Here’s a sample row of what the data looks like when I paste it into Google Sheets:
Sometimes columns G and H contain data; sometimes they don’t.
Here’s what I want the data to look like:
The goal is to end up with a workbook containing one sheet for each class. Later I can combine the sheets into a master list and remove the duplicates, so I’ll know whom to look for on LinkedIn.
The cleaning process isn’t especially difficult. Only four basic steps are necessary:
- Delete unnecessary columns
- Split the column containing student names into two columns
- Copy and paste the values of those two columns into two new columns, then delete the originals
- Add the header row
That isn’t difficult at all. It’s tedious, though, and it takes a bit of time. I’ve taught five to seven courses per year for many years; automating the data cleaning process as much as possible using macros is a huge time saver.
Fortunately, recording and using macros in Google Sheets is very easy, and those macros can be assigned hot keys. As I started this project, I pretty quickly got macros set up for the four steps above — but I was triggering them individually.
Then it occurred to me that combining the macros would save even more time. Figuring out how to do that took a little bit of trial and error. I saw quite quickly that I could go into the Apps Script editor for my macros, add a new function that called the function for each of the four macros, then import that new function as a new macro. But when I tried to run the new macro, I didn’t get the expected result.
A little Googling turned up the problem: I needed to add SpreadsheetApp.flush() between the function calls to make sure that each change to the spreadsheet was fully applied before moving on to the next step.
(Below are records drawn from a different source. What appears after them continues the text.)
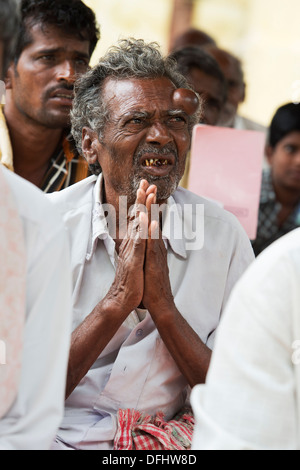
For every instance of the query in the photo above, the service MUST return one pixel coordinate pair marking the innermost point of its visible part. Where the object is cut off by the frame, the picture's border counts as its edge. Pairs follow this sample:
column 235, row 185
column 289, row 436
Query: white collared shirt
column 32, row 421
column 251, row 400
column 136, row 370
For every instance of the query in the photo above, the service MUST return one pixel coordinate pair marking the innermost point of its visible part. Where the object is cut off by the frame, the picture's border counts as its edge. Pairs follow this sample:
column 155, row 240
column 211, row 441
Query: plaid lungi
column 139, row 431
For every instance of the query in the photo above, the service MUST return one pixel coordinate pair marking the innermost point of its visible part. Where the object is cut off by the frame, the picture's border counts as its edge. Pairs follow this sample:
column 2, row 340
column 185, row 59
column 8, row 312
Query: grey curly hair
column 132, row 58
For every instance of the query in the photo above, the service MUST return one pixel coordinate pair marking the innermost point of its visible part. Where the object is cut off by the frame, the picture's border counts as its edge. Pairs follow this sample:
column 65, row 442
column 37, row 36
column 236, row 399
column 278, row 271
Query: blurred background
column 264, row 34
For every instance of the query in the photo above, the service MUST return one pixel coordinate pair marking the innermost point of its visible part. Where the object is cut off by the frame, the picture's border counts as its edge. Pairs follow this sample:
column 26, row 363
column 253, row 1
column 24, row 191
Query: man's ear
column 10, row 74
column 269, row 151
column 90, row 145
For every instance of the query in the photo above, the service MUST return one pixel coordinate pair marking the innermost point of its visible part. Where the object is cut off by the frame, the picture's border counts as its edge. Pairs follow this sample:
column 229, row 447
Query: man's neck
column 33, row 146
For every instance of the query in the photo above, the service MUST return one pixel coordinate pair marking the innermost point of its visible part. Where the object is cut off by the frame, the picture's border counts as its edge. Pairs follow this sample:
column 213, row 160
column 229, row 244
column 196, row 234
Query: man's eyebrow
column 176, row 112
column 137, row 113
column 58, row 50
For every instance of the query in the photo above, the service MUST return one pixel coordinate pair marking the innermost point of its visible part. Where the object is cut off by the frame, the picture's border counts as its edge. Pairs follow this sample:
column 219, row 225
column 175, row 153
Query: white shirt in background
column 252, row 396
column 31, row 423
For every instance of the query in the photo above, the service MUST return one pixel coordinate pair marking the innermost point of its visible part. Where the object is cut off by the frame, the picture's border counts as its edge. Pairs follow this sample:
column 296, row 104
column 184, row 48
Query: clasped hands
column 142, row 275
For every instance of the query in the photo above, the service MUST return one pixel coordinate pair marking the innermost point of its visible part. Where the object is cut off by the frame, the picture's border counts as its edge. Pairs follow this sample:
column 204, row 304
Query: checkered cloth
column 139, row 431
column 268, row 230
column 66, row 166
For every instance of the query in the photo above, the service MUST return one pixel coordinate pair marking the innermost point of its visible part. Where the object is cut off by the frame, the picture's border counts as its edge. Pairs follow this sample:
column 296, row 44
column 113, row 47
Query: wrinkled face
column 147, row 136
column 211, row 91
column 285, row 162
column 40, row 85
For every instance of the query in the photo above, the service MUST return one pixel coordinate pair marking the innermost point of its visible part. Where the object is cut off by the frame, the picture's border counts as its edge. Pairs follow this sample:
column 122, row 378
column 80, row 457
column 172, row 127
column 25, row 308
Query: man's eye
column 177, row 121
column 81, row 63
column 47, row 58
column 290, row 148
column 135, row 122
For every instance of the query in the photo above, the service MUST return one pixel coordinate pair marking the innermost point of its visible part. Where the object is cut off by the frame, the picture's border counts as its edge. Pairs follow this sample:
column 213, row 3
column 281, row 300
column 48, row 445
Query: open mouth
column 63, row 96
column 156, row 162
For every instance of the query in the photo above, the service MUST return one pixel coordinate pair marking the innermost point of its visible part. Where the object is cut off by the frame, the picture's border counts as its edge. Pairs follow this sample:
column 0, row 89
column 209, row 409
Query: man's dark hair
column 285, row 121
column 9, row 22
column 195, row 57
column 72, row 16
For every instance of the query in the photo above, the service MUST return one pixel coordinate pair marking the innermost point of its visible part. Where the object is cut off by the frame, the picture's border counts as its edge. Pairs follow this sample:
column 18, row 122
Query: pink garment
column 139, row 431
column 12, row 296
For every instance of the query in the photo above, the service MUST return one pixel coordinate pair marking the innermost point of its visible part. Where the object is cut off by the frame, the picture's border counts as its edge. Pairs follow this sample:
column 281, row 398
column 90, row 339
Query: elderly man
column 55, row 41
column 147, row 301
column 35, row 300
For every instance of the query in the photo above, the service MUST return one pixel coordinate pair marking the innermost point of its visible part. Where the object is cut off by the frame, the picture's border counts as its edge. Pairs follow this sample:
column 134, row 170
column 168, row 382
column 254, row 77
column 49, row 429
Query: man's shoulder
column 213, row 211
column 74, row 196
column 32, row 203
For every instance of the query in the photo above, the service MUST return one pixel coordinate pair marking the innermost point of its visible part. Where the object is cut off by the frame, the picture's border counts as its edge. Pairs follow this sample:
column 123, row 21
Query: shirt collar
column 99, row 223
column 172, row 230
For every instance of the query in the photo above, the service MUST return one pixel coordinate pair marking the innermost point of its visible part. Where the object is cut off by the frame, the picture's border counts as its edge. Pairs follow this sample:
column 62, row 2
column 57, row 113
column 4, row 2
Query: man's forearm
column 191, row 355
column 90, row 338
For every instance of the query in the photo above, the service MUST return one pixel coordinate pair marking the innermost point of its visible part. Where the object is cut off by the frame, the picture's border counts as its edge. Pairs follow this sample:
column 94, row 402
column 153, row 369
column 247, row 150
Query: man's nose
column 66, row 71
column 159, row 134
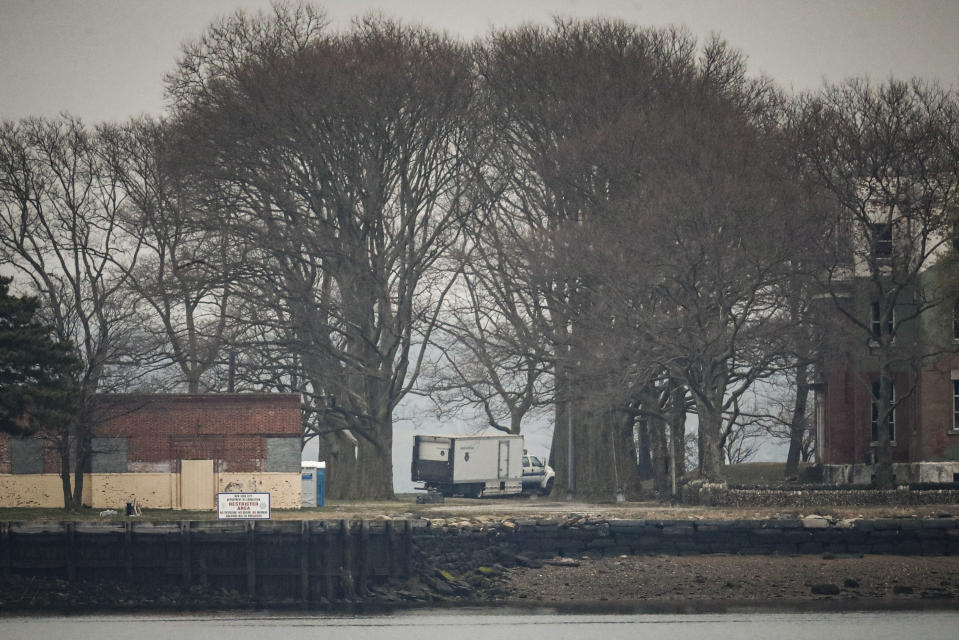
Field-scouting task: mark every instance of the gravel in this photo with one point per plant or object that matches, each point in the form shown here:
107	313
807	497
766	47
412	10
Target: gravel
739	578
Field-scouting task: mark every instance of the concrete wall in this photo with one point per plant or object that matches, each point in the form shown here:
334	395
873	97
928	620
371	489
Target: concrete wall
30	490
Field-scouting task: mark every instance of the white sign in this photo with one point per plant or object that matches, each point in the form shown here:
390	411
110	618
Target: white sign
243	506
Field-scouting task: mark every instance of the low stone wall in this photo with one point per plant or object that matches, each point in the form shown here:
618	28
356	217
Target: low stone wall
812	496
904	472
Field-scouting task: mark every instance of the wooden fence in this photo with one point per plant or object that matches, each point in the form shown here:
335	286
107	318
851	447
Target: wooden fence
275	560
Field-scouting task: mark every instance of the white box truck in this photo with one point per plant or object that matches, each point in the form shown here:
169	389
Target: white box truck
474	466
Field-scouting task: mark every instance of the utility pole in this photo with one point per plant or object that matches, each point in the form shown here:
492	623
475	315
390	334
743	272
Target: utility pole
571	461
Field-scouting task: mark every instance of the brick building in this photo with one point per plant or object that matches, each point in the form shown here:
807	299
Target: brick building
170	451
924	429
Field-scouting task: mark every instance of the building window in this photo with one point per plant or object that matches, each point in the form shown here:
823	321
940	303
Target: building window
876	323
881	235
875	413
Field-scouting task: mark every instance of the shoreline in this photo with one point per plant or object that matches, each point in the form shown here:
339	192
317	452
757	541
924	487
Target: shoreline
713	583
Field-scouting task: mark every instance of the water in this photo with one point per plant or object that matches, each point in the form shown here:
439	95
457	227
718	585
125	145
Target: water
487	624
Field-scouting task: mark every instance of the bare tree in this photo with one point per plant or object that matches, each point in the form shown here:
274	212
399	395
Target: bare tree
60	228
183	270
335	160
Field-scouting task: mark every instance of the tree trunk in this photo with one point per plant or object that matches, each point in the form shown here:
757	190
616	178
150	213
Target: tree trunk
710	439
659	454
360	471
797	426
66	468
84	454
559	448
645	458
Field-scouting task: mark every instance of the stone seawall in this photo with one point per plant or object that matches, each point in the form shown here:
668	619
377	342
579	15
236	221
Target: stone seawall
462	544
326	561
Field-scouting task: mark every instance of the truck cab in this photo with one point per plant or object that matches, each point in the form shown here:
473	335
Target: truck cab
537	476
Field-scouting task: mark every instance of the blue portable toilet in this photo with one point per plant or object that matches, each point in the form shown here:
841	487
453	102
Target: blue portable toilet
313	481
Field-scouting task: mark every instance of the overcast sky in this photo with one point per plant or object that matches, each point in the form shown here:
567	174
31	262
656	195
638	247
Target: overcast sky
105	59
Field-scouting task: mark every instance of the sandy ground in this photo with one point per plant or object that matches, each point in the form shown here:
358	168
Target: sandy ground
737	578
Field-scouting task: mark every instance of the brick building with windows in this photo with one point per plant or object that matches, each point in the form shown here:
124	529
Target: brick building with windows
924	424
169	451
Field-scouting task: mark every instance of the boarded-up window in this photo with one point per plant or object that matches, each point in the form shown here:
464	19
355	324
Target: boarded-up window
26	455
109	455
282	454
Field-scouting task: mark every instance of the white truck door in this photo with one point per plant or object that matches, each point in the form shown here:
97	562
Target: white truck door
503	459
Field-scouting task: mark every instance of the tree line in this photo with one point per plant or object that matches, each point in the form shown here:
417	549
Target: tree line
613	225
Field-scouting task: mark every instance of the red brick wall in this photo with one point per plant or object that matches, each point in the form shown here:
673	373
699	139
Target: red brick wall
848	420
163	429
228	428
936	400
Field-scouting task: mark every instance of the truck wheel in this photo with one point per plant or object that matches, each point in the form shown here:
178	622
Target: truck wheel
548	489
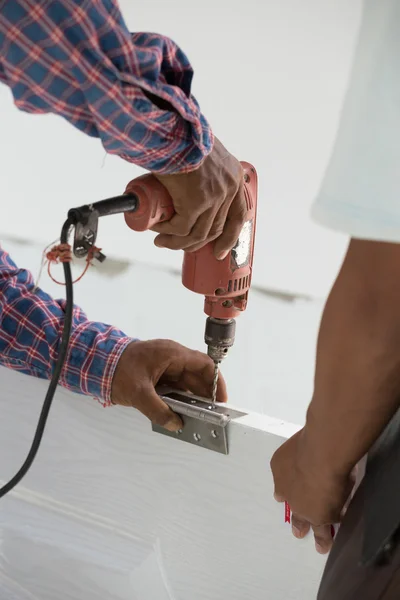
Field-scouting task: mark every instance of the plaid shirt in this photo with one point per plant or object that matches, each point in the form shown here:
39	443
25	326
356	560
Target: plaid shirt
30	332
77	59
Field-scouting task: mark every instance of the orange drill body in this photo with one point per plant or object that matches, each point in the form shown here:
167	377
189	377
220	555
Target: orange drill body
224	283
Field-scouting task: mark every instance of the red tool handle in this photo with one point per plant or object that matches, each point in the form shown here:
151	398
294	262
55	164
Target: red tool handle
154	203
225	284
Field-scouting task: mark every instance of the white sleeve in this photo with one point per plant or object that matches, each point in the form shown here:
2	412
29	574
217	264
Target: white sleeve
360	193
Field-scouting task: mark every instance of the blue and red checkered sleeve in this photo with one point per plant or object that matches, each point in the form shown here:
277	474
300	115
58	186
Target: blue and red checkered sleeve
31	323
77	59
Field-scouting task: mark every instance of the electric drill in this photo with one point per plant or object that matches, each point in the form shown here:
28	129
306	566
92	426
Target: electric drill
224	283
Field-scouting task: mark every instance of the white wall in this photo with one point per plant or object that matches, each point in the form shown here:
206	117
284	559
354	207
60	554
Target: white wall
270	75
270	368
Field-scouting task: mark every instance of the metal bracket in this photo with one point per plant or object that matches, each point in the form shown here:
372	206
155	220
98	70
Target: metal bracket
204	425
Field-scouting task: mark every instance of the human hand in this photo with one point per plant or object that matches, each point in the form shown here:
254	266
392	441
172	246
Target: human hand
316	497
209	204
143	365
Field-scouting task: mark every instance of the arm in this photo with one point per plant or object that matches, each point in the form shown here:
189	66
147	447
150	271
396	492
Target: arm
101	361
357	379
356	390
78	60
30	330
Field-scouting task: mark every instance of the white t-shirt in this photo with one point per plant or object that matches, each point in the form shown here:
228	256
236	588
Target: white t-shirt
360	194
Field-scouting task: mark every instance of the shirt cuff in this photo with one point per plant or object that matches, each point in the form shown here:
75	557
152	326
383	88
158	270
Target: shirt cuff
93	354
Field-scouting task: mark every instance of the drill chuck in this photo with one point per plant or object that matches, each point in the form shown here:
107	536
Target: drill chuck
219	337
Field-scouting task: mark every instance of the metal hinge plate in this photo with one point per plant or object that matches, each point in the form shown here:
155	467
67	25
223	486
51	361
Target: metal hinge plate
204	425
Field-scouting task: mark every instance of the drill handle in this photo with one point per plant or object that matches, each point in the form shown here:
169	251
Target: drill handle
154	204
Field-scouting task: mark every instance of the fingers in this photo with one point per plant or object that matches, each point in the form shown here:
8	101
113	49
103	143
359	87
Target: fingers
216	229
323	538
233	225
151	405
198	377
179	225
198	235
322	534
300	527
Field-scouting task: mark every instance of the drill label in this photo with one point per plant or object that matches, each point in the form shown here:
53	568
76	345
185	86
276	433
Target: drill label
241	250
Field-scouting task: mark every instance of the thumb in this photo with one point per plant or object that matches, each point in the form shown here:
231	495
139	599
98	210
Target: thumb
151	406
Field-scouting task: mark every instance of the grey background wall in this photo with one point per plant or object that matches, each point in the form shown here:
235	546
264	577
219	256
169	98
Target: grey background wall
270	76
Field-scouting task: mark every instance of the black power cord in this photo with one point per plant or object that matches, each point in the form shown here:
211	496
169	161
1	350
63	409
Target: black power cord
84	219
62	353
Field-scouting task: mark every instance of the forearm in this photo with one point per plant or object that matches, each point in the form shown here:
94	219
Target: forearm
357	379
133	91
31	323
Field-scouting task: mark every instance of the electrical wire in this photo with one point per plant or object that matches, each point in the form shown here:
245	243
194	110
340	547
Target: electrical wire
62	353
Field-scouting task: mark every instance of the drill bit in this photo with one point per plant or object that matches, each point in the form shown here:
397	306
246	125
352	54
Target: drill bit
215	382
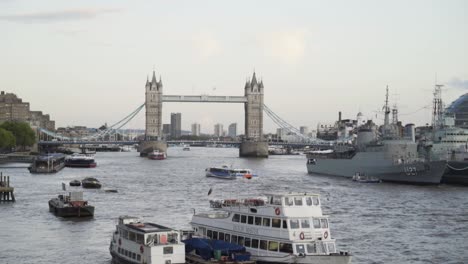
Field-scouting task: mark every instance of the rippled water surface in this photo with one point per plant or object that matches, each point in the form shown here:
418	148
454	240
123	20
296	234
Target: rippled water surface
378	223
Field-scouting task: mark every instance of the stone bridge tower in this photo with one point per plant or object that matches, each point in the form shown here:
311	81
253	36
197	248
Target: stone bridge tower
153	104
153	101
253	144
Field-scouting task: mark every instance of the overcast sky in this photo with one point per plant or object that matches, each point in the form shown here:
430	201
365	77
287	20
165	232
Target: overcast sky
86	62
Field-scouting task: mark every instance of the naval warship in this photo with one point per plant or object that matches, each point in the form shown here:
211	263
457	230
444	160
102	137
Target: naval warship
384	155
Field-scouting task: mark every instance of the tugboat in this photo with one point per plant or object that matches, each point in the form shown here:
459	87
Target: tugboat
71	205
279	228
49	163
91	183
80	161
135	242
157	155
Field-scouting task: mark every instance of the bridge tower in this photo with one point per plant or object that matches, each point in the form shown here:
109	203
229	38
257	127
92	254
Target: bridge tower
253	144
153	103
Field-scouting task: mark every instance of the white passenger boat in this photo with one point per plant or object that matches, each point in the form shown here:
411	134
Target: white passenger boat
134	242
279	228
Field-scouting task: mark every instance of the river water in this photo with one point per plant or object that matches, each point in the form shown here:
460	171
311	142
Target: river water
377	223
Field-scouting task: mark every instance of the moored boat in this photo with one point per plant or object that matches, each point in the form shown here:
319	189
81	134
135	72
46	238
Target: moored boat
135	242
71	205
91	183
157	155
277	228
223	172
80	161
48	163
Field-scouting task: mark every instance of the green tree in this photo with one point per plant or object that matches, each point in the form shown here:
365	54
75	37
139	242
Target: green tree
22	132
7	140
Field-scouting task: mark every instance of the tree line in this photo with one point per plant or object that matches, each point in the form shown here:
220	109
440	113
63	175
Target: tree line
16	134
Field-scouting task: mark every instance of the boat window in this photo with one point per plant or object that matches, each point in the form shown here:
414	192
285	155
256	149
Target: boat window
243	219
263	244
315	200
272	246
247	242
311	248
140	238
275	222
254	243
298	201
300	249
286	248
305	223
131	236
168	250
235	218
331	247
294	224
240	241
324	223
316	223
258	220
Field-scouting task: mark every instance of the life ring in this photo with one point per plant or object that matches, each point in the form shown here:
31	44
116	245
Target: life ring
325	235
277	211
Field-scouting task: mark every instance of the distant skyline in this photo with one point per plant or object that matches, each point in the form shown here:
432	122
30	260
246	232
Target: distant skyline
86	62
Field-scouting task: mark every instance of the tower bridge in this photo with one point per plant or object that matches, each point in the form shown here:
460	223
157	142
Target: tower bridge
252	145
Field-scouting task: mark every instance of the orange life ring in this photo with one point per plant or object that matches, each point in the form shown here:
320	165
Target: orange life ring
325	235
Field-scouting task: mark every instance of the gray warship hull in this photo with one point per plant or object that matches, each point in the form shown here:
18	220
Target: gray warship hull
375	164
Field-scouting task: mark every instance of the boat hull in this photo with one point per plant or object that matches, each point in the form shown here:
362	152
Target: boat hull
457	173
374	164
69	211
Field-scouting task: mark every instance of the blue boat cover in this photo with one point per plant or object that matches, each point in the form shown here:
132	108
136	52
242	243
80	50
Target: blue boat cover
205	247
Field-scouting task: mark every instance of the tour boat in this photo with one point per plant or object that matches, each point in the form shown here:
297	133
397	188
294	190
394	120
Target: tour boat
278	228
157	155
48	163
135	242
223	172
91	183
71	205
80	161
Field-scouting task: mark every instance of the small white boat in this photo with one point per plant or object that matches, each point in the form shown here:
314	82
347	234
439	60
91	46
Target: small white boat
136	242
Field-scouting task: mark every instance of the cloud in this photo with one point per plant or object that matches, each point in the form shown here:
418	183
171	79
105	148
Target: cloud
206	44
288	46
58	16
458	83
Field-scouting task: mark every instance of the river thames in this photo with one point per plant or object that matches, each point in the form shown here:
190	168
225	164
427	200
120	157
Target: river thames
377	223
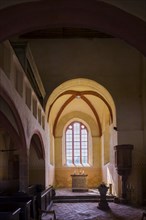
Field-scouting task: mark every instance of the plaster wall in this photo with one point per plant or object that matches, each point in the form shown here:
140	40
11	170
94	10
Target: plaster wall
30	123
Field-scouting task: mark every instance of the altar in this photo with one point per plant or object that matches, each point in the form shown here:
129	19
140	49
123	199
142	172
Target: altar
79	183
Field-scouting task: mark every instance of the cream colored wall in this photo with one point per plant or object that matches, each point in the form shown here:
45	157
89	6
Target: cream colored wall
30	122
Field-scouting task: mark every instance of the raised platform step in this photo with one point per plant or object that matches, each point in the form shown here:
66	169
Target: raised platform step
67	196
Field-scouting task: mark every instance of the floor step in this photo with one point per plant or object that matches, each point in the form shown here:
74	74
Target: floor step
72	199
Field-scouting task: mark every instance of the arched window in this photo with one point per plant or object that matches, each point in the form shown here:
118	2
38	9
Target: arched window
76	144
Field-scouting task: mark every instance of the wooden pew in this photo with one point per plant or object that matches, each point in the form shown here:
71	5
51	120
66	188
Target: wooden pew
9	212
23	203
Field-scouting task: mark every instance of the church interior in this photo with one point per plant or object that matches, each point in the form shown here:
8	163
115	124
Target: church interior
72	101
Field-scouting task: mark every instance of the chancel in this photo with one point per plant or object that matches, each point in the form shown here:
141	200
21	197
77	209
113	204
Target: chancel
72	108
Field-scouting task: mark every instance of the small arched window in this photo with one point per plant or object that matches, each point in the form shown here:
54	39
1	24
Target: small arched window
76	144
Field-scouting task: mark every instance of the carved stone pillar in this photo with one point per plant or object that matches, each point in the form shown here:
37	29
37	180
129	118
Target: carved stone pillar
123	163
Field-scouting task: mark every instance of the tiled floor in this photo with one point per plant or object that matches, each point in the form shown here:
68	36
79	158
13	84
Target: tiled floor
90	211
68	192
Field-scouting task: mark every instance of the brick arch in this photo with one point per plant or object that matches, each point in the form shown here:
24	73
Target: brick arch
96	15
81	116
37	140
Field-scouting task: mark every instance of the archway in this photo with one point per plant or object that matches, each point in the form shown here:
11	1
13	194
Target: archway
86	101
36	161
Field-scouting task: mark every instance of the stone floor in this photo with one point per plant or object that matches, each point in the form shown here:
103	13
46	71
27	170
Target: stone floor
68	192
89	211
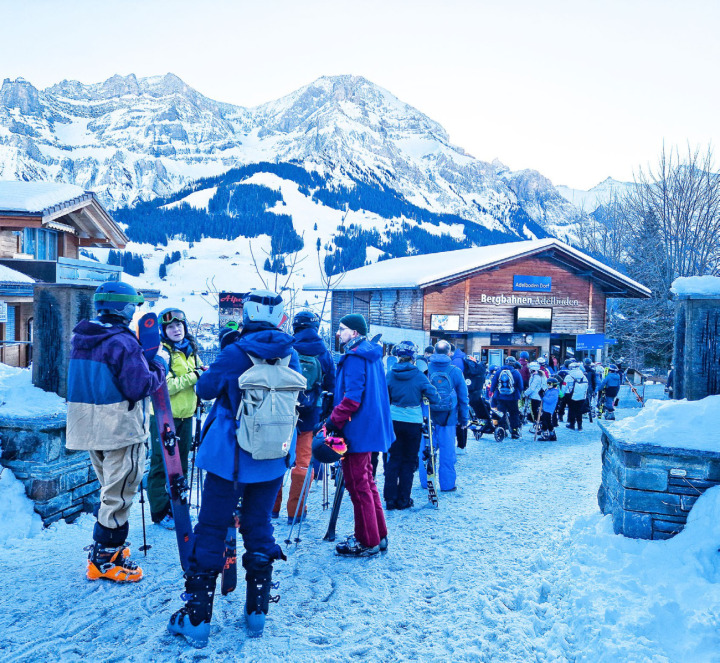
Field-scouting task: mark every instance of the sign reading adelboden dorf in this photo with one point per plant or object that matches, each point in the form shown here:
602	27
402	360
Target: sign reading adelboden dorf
527	300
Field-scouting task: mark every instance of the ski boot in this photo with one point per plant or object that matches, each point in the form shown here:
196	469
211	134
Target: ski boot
193	620
112	563
258	574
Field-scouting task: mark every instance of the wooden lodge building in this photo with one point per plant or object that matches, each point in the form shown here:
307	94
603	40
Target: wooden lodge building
43	226
542	296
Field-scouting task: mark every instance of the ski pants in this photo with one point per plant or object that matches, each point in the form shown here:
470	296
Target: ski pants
119	472
370	524
575	413
157	480
444	442
303	465
513	411
402	461
219	499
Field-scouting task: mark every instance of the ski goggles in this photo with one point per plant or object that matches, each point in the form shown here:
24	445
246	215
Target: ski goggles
172	316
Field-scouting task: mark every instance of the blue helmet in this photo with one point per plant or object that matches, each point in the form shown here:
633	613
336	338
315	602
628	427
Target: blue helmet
306	320
117	298
405	349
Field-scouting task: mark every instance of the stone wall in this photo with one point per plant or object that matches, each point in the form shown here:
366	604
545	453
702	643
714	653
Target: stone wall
62	483
649	489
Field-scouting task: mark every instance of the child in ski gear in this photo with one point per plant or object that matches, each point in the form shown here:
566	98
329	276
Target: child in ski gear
536	388
548	418
109	382
407	387
232	473
451	410
318	368
576	387
362	416
506	389
180	351
611	386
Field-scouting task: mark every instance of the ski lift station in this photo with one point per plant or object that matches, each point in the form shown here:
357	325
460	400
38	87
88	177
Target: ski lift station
542	296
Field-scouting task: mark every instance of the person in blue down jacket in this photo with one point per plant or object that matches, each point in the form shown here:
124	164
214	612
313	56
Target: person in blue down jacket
450	411
362	416
407	387
508	402
610	386
232	473
311	348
Here’s the code I ended up with in the Apps Script editor:
function DoAllSteps(){
Deletecolumns();
SpreadsheetApp.flush();
SplittextinColumnA();
SpreadsheetApp.flush();
Copyvaluesremovecolumns();
SpreadsheetApp.flush();
Addheader();
}
function SplittextinColumnA() {
var spreadsheet = SpreadsheetApp.getActive();
spreadsheet.getRange('B1').activate();
spreadsheet.getCurrentCell().setFormula('=split(a1,",")');
spreadsheet.getRange('B2').activate();
spreadsheet.getRange('B1').activate();
spreadsheet.getActiveRange().autoFillToNeighbor(SpreadsheetApp.AutoFillSeries.DEFAULT_SERIES);
};
function Copyvaluesremovecolumns() {
var spreadsheet = SpreadsheetApp.getActive();
spreadsheet.getRange('D1').activate();
spreadsheet.getRange('B1:C12').copyTo(spreadsheet.getActiveRange(), SpreadsheetApp.CopyPasteType.PASTE_VALUES, false);
spreadsheet.getRange('A:C').activate();
spreadsheet.setCurrentCell(spreadsheet.getRange('C1'));
spreadsheet.getActiveSheet().deleteColumns(spreadsheet.getActiveRange().getColumn(), spreadsheet.getActiveRange().getNumColumns());
};
function Addheader() {
var spreadsheet = SpreadsheetApp.getActive();
spreadsheet.getRange('1:1').activate();
spreadsheet.getActiveSheet().insertRowsBefore(spreadsheet.getActiveRange().getRow(), 1);
spreadsheet.getActiveRange().offset(0, 0, 1, spreadsheet.getActiveRange().getNumColumns()).activate();
spreadsheet.getActiveSheet().setFrozenRows(1);
spreadsheet.getRange('A1').activate();
spreadsheet.getCurrentCell().setValue('LastName');
spreadsheet.getRange('B1').activate();
spreadsheet.getCurrentCell().setValue('FirstName');
spreadsheet.getRange('C1').activate();
spreadsheet.getCurrentCell().setValue('LinkedIn');
};
function Deletecolumns() {
var spreadsheet = SpreadsheetApp.getActive();
spreadsheet.getActiveSheet().deleteColumns(1);
SpreadsheetApp.flush(); // Added
spreadsheet.getActiveSheet().deleteColumns(2,6);
};
I imported DoAllSteps as a new macro and assigned it a keyboard shortcut. Now all I need to do for each course is copy and paste the information into a tab in my workbook, then type ⌘+Option+Shift+1, and I have good, clean data to work with.